Rabbi Lau’s activities extend far beyond those usually associated with rabbis. He is active in organizations for the prevention of traffic accidents, was a leader in the association for a more beautiful Israel, was among those who led the fight to release Prisoners of Zion from Soviet Russia, and is currently the president of Yad Vashem. On a personal level he visits and encourages the wounded and conducts Passover seders for soldiers.
Above are some of the Israel Prize winners based in the haredi sector, whose achievements have impacted people in Israel and abroad. All received accolades in the category “Lifetime Achievement and Special Contribution to Society and State.” There is an absence of haredi candidates in other categories of the prize: sciences, arts, literature.

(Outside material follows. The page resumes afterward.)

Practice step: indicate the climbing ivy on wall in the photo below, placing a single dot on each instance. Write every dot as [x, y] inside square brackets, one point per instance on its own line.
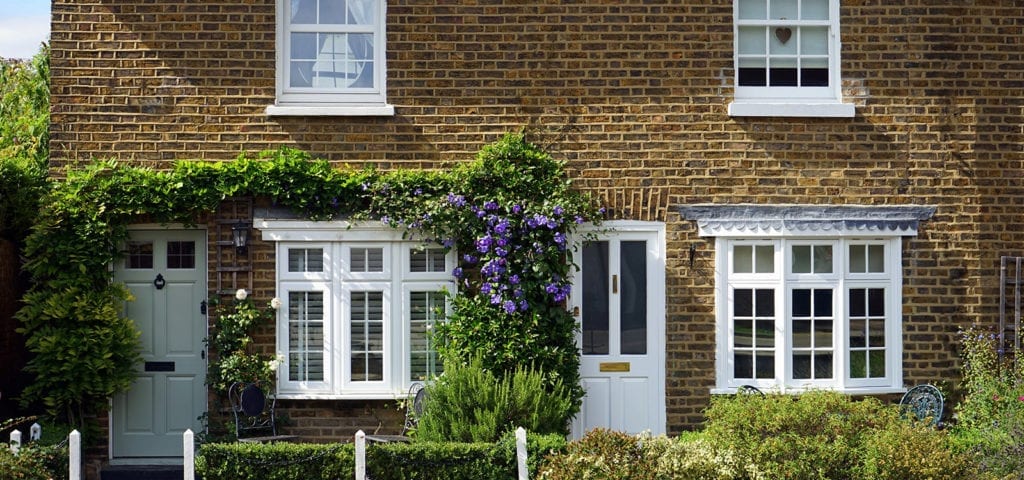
[508, 214]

While there are a plethora of laureates in those fields from the national-religious and secular sectors, there are none from the haredi world.
Thus the significance in Adina Bar-Shalom receiving the prize. A dozen years ago she convinced her father, Rabbi Ovadia Yosef, and secular authorities of the urgency in establishing the Haredi College-Jerusalem. There are now hundreds of haredi men and women who have received degrees in fields of social work, psychology, logistics, speech therapy, economics and health sciences, so that further down the road we shall see achievements by haredim being lauded by the Israel Prize in additional fields as well.
Bracha Mantaka is a writer living in Bnei Brak; her sister Shira Leibowitz-Schmidt is a translator living in Netanya.